State Sen. Ed Cooper (R-WY), a sponsor of the resolution, said in an interview with The Hill that the proposal was intended to start a nationwide conversation about the absurdity of phasing out gas-powered cars and clarified that he does not support an actual ban on electric alternatives. “I think the thought of an electric vehicle ban is truly completely ludicrous, but it’s no more ludicrous than a ban on gasoline powered vehicles,” he told the outlet.
California, Massachusetts, Washington, and Virginia are following new rules from the California Air Resources Board requiring 35% of new vehicles to produce zero emissions by 2026, a standard that will progressively rise to 100% by 2035. The decision came days before a heatwave forced officials in California to ask residents to refrain from charging their electric vehicles in the interest of protecting the state’s power grid.
Experts have warned that the California power system will require significant upgrades before a rapid transition away from internal combustion vehicles occurs.
“Today, most people charge their electric cars when they come home in the evening,” according to a report from Cornell University. “If left unmanaged, the power demanded from many electric vehicles charging simultaneously in the evening will amplify existing peak loads, potentially outstripping the grid’s current capacity to meet demand.”
The Wyoming resolution also noted that “the batteries used in electric vehicles contain critical minerals whose domestic supply is limited and at risk for disruption.”
China controls some 97% of rare earth element production, according to a report from the Foreign Policy Research Institute, presenting serious national security concerns as policymakers advocate for increased reliance on electric vehicles. China also accounts for 70% of global electric vehicle battery production capacity, according to a report from the Congressional Research Service, which noted that the United States is “heavily dependent” on mineral imports.
Biden administration officials are nevertheless encouraging a nationwide transition away from internal combustion vehicles. The White House has set the “ambitious target” of ensuring that electric vehicles constitute 50% of car sales in the United States by 2030.

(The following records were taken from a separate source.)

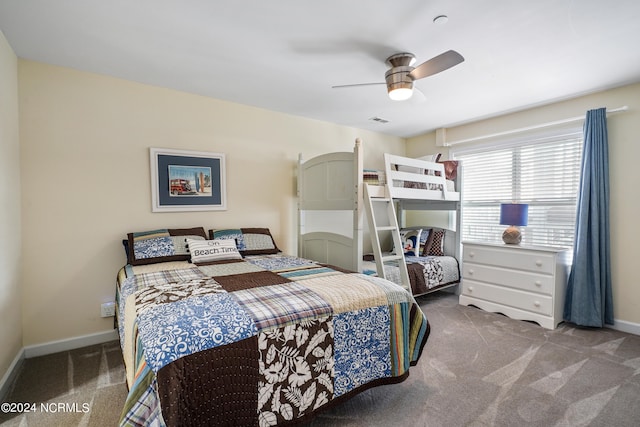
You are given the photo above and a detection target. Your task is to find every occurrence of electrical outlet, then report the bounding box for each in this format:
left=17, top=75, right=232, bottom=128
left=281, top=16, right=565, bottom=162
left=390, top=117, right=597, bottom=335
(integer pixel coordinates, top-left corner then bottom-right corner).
left=100, top=301, right=116, bottom=317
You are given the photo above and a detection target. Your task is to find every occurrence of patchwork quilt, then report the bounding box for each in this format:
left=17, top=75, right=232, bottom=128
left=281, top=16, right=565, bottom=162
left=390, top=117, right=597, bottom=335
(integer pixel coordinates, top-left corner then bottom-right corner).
left=117, top=254, right=429, bottom=426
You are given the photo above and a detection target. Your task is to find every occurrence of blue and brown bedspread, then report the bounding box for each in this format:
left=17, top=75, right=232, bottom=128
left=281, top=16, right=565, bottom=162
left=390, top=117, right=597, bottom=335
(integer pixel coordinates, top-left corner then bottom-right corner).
left=117, top=255, right=429, bottom=426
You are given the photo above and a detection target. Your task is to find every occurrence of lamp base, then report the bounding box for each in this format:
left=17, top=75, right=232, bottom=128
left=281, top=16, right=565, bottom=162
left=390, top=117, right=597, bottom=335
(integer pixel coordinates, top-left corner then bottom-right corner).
left=502, top=226, right=522, bottom=245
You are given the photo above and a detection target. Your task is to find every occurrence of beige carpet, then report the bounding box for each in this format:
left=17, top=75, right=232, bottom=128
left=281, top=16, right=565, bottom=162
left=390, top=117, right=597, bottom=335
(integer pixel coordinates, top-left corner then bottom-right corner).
left=0, top=293, right=640, bottom=427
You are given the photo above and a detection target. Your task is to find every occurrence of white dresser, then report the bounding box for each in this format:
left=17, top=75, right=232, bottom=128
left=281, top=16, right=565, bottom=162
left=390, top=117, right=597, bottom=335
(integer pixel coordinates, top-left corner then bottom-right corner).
left=460, top=242, right=570, bottom=329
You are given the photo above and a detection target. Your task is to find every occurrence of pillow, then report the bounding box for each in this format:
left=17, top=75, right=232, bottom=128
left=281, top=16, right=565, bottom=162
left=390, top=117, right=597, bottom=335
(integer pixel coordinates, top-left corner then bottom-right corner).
left=439, top=160, right=458, bottom=180
left=424, top=228, right=446, bottom=256
left=400, top=229, right=422, bottom=256
left=127, top=227, right=207, bottom=265
left=187, top=239, right=242, bottom=264
left=418, top=228, right=431, bottom=256
left=209, top=228, right=280, bottom=256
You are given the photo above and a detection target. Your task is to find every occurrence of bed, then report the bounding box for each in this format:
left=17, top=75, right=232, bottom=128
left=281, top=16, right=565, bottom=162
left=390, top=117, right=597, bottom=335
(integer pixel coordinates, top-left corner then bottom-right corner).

The recent Inflation Reduction Act accordingly greenlit electric vehicle tax credits of $7,500 for new cars and $4,000 for used cars, as well as 30% tax credits for home solar energy systems, according to a fact sheet. The White House has established the goal of procuring only 100% zero-emission light-duty vehicles by 2027 and will extend the same standard to all vehicles in the federal fleet by 2035, according to another document from the White House.